Trajectory Learning

One-Line Summary: Trajectory learning is the family of techniques that learn from full agent rollouts (state-action-outcome sequences) rather than from isolated examples — it includes simple replay (store trajectories, retrieve at run time) and stronger forms (parametric updates via fine-tuning or LoRA on successful trajectories).

Prerequisites: ReasoningBank, SONA self-learning neural patterns, micro-LoRA adapters

What Is Trajectory Learning?

Standard supervised learning takes (input, label) pairs. Trajectory learning takes (sequence-of-states, sequence-of-actions, outcome) — the temporal structure is the unit of learning. The intuition: an agent is good not because it makes good single decisions but because it makes good sequences of decisions; learning that should preserve sequence structure.

Trajectory learning has two main forms in 2026 harnesses:

Non-parametric: Trajectories stored as memory, retrieved at runtime, used to bias prompts (ReasoningBank pattern).
Parametric: Trajectories used as training data for a small adapter that biases the model. Micro-LoRA is the canonical 2026 form (see micro-lora-adapters-at-the-harness-layer.md).

Most production deployments use non-parametric (cheaper, more controllable) with parametric reserved for stable, high-volume contexts.

How It Works

For non-parametric learning:

Log every trajectory with sufficient fidelity to reconstruct the agent's decisions.
Label outcomes (succeeded / failed / partial). The labeling step is where most engineering effort lands.
Index trajectories for retrieval (vector embedding of initial state + metadata).
At runtime, retrieve relevant trajectories and inject summaries into context.

For parametric:

Filter trajectories to high-confidence successes.
Fine-tune (full or LoRA) on the (state → action) mapping from those trajectories.
Deploy the adapter as a runtime bias on the base model.

Why It Matters

The compounding-improvement property of agent systems comes from trajectory learning. Without it, an agent is exactly as smart on day 100 as on day 1. With it, the agent gets noticeably better at the patterns the user encounters most.
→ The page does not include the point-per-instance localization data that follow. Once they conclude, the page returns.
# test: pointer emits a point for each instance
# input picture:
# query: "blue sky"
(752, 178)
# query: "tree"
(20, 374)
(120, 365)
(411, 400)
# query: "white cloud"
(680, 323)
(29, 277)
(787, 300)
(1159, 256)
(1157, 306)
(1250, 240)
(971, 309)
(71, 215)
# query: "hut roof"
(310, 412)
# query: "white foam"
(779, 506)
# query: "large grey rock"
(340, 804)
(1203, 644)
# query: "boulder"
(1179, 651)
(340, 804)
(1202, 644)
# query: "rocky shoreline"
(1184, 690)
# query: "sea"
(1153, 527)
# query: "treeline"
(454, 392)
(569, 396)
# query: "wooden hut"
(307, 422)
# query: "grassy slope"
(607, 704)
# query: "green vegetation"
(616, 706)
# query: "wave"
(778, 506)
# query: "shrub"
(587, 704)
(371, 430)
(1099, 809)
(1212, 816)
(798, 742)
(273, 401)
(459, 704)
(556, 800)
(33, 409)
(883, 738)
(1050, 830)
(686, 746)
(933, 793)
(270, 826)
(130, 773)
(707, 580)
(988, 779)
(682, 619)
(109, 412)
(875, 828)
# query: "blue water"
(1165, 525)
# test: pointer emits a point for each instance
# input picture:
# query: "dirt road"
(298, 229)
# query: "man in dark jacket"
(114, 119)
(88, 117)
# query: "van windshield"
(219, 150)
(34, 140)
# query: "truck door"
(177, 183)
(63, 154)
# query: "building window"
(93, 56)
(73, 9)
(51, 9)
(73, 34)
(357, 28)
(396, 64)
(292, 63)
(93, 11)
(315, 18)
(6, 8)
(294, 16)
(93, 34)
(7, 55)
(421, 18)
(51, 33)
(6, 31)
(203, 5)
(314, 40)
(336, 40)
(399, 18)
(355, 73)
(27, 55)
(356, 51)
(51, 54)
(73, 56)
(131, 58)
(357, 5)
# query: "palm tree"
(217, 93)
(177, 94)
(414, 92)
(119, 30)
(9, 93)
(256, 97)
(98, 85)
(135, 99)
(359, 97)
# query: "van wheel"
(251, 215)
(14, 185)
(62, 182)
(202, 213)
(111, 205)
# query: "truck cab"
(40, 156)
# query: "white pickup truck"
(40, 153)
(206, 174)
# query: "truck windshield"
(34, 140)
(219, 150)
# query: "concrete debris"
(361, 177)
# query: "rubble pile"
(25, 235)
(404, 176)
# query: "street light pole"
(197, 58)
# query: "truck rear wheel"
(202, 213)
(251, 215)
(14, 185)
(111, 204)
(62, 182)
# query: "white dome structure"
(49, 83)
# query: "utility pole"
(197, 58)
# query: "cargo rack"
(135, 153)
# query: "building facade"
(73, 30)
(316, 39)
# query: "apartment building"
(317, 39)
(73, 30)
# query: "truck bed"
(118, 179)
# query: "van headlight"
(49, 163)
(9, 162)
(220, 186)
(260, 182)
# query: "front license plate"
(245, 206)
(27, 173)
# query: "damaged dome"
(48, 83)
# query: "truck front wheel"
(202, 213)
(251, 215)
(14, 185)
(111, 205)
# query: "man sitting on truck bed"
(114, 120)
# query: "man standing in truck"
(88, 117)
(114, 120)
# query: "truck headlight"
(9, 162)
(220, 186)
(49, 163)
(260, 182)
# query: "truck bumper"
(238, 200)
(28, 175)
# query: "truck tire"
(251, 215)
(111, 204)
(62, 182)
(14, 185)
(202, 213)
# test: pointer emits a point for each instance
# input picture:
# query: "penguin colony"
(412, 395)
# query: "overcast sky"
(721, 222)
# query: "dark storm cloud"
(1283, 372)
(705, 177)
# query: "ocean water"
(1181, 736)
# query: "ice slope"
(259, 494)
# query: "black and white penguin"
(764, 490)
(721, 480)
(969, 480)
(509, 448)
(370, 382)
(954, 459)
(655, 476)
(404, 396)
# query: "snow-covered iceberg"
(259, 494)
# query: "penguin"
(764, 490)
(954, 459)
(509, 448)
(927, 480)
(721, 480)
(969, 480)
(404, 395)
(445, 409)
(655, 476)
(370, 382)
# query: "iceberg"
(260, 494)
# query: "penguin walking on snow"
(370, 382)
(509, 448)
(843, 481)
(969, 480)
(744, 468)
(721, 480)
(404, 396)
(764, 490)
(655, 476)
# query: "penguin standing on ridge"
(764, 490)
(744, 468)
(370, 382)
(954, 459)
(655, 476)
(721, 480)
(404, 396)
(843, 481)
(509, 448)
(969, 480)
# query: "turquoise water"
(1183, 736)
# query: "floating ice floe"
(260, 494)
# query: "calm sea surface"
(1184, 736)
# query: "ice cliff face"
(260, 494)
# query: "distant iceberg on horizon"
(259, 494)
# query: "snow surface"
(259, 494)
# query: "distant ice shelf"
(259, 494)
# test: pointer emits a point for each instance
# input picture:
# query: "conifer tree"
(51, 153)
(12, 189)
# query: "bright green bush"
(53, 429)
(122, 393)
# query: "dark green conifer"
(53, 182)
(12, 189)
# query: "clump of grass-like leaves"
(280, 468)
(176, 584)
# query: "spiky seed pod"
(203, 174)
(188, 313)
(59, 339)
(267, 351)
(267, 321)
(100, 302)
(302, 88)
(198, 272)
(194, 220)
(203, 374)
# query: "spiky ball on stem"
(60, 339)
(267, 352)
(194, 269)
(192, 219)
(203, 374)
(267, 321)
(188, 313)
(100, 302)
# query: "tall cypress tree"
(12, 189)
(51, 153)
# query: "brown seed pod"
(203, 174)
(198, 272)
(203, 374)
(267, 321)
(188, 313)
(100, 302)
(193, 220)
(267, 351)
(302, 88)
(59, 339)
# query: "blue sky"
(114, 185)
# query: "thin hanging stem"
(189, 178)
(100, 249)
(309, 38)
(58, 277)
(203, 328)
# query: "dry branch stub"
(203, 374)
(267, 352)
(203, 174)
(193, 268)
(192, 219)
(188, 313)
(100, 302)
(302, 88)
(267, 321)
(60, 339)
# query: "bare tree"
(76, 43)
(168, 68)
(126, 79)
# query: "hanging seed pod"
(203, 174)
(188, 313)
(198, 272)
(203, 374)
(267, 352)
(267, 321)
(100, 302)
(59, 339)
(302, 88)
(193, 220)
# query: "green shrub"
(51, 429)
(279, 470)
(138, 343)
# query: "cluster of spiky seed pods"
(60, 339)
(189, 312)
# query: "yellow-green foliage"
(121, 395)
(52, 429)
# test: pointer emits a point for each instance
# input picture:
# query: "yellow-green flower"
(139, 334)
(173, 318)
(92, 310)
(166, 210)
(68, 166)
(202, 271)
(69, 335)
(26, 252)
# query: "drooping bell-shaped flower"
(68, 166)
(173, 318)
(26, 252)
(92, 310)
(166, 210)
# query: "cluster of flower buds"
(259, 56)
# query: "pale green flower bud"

For research-grade systems, this is the path to autonomous self-improvement. For production systems, it's a way to capture institutional knowledge without manual prompting.

Key Technical Details

Outcome labels are the hard part: Most trajectories are not cleanly labeled. LLM-as-judge plus user-explicit signals (thumbs up/down) plus downstream metrics (tests passing) are the usual fallbacks.
Negative trajectories are valuable: Knowing a strategy failed is often as useful as knowing what worked.
Distribution shift: A model trained on trajectories from a Python codebase doesn't necessarily transfer to JavaScript. Per-domain trajectory pools are common.
Privacy boundaries are critical: Trajectories may contain proprietary code, customer data, secrets. Trajectory stores need the same access controls as the underlying data.
Catastrophic forgetting (in parametric learning): Fine-tuning on trajectories can degrade base-model capabilities. LoRA adapters are preferred for this reason — additive, removable.
Sample efficiency varies wildly: Some agent tasks need 10 high-quality trajectories to show learning; others need 10,000. Domain matters more than algorithm.

How Harnesses & Frameworks Implement This

Harness / Framework	Trajectory learning
Claude Code	None natively (transcripts persist; no learning loop)
Claude Agent SDK	DIY
ruflo	First-class — non-parametric (ReasoningBank, SONA) + parametric (micro-LoRA)
LangGraph	Checkpointers preserve trajectories; learning DIY
AutoGen	DIY
CrewAI	Limited
OpenAI Agents SDK	Tracing captures trajectories; learning DIY
Codex CLI / Cursor	✗

Connections to Other Concepts

reasoning-bank.md — The non-parametric storage layer.
sona-self-learning-neural-patterns.md — A pattern-extraction layer over trajectories.
micro-lora-adapters-at-the-harness-layer.md — The parametric form.
multi-step-plan-evaluation.md — Outcome labeling overlaps.